And tears streamed unbidden down my face.
There was no time to call for help. No seconds to waste screaming for him to wake up or begging him to fight for just one more day.
He’d protected me.
Provided for me.
Given me everything he had to give.
And in that darkness between the hours of two and three, the boy who would forever hold my heart took his last breath.
His body was still beside me…but his spirit…
It’d gone.
And I’d felt him.
I’d woken to his kiss; I’d shivered in his goodbye.
Swallowing silent sobs, I laid a hand on his chest, begging for a heartbeat.
His skin was still warm.
But there was no heartbeat.
For a second, I was repulsed.
The animalistic part of me blaring with warning to stay away from the dead.
But this was Ren.
This was the other piece of my soul.
I was not afraid of him.
And so, I hugged my husband, telling him he was not alone.
And even though it ripped my heart apart, I told him to go and be happy.
To be free.
For the first time in my entire life, I was no longer part of a pair.
He’d gone to a place I could not go.
And as dawn crested and his skin grew steadily colder, life intruded on our bedroom tomb.
Jacob.
He’d be awake soon.
He couldn’t see.
And so, I’d done what any mother would do.
I left my dead soulmate and climbed out of bed to lock the door. I picked up the phone and ordered an ambulance. I called Cassie and John and told them.
I dressed in a fugue and went to my son’s bedroom to hold him, tell him, break him.
And we cried together.
God, we cried so much.
We cried when Ren was taken away.
We cried when he didn’t come back.
We cried when two days passed, then three and four and five.
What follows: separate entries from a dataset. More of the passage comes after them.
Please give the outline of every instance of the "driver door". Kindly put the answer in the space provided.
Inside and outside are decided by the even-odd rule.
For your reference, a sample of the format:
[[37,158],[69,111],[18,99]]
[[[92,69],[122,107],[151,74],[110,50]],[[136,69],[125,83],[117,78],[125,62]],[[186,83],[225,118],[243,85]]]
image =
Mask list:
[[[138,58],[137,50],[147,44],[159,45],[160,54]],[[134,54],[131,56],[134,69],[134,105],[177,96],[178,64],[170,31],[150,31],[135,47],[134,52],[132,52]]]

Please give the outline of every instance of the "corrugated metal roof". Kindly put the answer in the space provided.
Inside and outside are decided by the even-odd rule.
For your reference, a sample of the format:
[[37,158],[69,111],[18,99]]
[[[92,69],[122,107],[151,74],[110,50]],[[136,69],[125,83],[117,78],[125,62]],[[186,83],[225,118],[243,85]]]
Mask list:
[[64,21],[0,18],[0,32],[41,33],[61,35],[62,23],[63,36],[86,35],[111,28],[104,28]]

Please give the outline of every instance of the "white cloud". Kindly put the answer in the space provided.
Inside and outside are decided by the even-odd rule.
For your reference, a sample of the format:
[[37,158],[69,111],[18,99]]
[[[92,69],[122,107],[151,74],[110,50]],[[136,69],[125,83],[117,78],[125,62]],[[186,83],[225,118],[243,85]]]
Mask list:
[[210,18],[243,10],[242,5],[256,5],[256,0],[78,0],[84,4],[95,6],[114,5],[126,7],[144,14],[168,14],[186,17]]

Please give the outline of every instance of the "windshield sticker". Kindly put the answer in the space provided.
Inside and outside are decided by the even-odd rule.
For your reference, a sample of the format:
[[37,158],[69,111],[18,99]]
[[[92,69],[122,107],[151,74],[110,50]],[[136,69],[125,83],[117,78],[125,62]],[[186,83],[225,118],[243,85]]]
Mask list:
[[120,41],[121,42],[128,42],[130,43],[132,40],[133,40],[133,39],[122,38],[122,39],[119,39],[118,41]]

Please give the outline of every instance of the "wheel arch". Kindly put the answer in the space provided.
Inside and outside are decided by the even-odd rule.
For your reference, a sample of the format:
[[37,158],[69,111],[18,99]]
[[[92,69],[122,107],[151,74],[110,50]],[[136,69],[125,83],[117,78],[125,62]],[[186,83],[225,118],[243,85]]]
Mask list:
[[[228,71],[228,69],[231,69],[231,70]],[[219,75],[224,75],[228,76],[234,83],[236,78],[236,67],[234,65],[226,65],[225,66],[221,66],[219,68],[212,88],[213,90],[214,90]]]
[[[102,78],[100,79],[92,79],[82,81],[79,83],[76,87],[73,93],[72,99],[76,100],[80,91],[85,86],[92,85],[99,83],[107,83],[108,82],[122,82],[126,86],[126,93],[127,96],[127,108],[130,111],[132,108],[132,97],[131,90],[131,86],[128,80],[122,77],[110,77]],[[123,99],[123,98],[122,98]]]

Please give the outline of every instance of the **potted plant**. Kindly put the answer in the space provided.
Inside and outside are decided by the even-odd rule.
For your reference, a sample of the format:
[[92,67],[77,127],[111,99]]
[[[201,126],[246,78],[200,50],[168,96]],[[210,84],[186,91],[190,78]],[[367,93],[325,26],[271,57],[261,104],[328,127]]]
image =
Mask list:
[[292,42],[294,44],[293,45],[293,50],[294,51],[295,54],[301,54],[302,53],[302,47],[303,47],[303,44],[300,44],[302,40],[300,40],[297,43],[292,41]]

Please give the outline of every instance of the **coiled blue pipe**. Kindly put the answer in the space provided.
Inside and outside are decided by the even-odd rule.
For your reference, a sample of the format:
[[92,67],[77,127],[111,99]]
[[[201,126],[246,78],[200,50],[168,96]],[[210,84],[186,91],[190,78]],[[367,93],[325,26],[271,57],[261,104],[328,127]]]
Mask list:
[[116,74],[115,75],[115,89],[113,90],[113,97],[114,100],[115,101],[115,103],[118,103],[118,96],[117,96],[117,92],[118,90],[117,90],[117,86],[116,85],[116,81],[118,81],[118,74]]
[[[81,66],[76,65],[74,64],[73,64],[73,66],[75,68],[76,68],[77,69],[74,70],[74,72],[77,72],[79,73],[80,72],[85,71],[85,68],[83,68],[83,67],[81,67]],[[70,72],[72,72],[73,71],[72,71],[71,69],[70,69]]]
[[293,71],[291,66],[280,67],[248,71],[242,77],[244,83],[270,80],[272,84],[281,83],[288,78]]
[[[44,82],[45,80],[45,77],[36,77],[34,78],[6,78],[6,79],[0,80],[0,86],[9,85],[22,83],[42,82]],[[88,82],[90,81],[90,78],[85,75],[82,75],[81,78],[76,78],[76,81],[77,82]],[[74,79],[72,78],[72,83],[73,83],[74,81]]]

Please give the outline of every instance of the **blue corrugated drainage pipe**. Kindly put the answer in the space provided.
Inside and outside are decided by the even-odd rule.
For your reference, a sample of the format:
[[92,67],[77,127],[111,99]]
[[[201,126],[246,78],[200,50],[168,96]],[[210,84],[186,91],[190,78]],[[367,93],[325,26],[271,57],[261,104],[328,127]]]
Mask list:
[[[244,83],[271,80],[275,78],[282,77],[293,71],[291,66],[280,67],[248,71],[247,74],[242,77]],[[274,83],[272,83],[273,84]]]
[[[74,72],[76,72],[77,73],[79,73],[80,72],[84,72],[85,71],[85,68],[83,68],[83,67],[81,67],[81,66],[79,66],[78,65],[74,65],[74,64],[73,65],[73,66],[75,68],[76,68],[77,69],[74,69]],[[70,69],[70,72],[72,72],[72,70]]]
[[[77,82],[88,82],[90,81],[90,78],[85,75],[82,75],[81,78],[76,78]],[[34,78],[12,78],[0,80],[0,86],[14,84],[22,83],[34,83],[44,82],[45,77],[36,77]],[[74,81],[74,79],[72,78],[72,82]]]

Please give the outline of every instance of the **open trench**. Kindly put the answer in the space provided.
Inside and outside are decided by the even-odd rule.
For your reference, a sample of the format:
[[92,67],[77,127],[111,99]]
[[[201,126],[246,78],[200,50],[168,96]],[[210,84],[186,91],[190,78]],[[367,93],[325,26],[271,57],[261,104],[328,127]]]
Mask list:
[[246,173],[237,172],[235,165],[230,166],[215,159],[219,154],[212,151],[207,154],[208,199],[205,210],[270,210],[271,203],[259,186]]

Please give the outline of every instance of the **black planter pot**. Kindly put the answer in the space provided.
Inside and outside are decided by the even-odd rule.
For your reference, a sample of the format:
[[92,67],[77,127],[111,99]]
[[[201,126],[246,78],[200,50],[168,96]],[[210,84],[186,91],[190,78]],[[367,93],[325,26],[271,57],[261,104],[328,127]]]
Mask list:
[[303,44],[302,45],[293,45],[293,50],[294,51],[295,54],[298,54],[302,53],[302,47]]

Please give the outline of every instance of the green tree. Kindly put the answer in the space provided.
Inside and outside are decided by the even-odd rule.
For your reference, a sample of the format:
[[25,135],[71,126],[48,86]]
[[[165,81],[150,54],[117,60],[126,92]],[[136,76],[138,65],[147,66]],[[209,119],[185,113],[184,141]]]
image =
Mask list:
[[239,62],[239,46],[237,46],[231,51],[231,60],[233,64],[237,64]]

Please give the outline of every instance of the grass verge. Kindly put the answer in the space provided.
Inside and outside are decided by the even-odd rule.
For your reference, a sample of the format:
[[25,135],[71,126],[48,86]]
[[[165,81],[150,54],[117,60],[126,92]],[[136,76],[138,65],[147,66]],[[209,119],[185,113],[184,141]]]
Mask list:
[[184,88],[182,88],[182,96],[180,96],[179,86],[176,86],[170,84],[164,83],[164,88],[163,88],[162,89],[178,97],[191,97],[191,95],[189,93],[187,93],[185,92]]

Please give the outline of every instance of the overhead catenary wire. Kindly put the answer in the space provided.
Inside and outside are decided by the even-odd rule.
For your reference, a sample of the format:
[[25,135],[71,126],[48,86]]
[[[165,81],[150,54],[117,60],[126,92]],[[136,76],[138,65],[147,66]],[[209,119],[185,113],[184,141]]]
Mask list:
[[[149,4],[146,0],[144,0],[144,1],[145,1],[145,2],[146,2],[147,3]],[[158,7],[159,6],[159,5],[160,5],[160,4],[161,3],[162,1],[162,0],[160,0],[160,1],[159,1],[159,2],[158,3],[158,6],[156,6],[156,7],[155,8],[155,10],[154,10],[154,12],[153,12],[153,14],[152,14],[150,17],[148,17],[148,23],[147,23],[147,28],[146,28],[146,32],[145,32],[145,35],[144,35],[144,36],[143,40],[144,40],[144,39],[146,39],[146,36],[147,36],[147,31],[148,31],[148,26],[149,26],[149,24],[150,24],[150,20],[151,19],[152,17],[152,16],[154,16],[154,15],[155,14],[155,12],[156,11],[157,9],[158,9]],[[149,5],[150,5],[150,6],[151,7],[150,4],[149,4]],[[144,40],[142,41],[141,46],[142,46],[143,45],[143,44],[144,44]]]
Without Cassie and John, my son and I would’ve starved that week.
It was nothing but a blur of black, perpetual despair.
Ren’s body was cremated as per his wishes, the funeral already arranged, his Will and Testament activated seamlessly as everything was choreographed from the grave.
I didn’t remember sleeping or eating or even living…just existing…just surviving.
I’d died with Ren, but on the outside, I still played my part.
I consoled our—my—son.
I held him close as he sobbed.
I whispered stories when he couldn’t sleep.
I did my best to do what Ren would have done and that was to protect him from the pain.
But now…I couldn’t protect him, because today, it was the last time we’d hold Ren in our arms.
The silver urn was heavy and gleamed in the sun.
The trees around us swaying and sad.
The funeral had been announced in the local paper, and I’d expected a quiet affair of the Wilsons and the doctor Ren had grown close to over the years.
I wasn’t prepared for the entire town to attend.
Deep in the heart of the forest with no strict address or location, teachers and parents, friends and policemen had all gathered to say farewell.
There were no chairs or service.
No priest or hymns.
Just me holding Ren’s ashes.
Standing at the altar of his church.
I didn’t think I could speak.
I knew I couldn’t do Ren justice, but as Jacob came to stand beside me, a breeze whisked through the trees, kicking up leaves in a wind-devil.
And once again that prickle, that knowledge overwhelmed me, and the tears that were in constant supply erupted.
I cried in front of strangers.
I sobbed in front of family.
And when I’d finished hugging Ren for the last time, I stood taller, braver, older, and opened the single printed page from the manuscript I’d been writing on and off for years. When Ren had bought me a new laptop, and I’d tasted the first signs of him leaving me, I’d turned to the salvation of the keys.
I’d done my best to write all the happy moments and try to forget the sad.
I focused on our fairy-tale, never knowing the words I’d chosen for my prologue would be part of the eulogy at Ren’s goodbye.
He was forty-two and gone.
A life cut far too short.
Jacob nudged me, holding out his arms for his father. “I’ll hold him, Mom. While you—” Tears strangled his boyish voice, but beneath the childhood pitch lurked the rasp of a man.
He’d aged overnight, and I finally understood why it was so important to Ren to never treat him as a kid. To forever nurture that wisdom that was already ingrained in his soul.
Ren needed Jacob to accept his place before he was no longer there to guide him, giving him knives and truths and chores normally withheld for a more mature age.
And he’d known he could handle it.
Because he’d handled it himself.
My vision blurred with yet more tears as I ducked to Jacob’s height and held out my arms. Without a word, I transferred my loved one into his son’s arms and brushed the skirts of my simple black dress.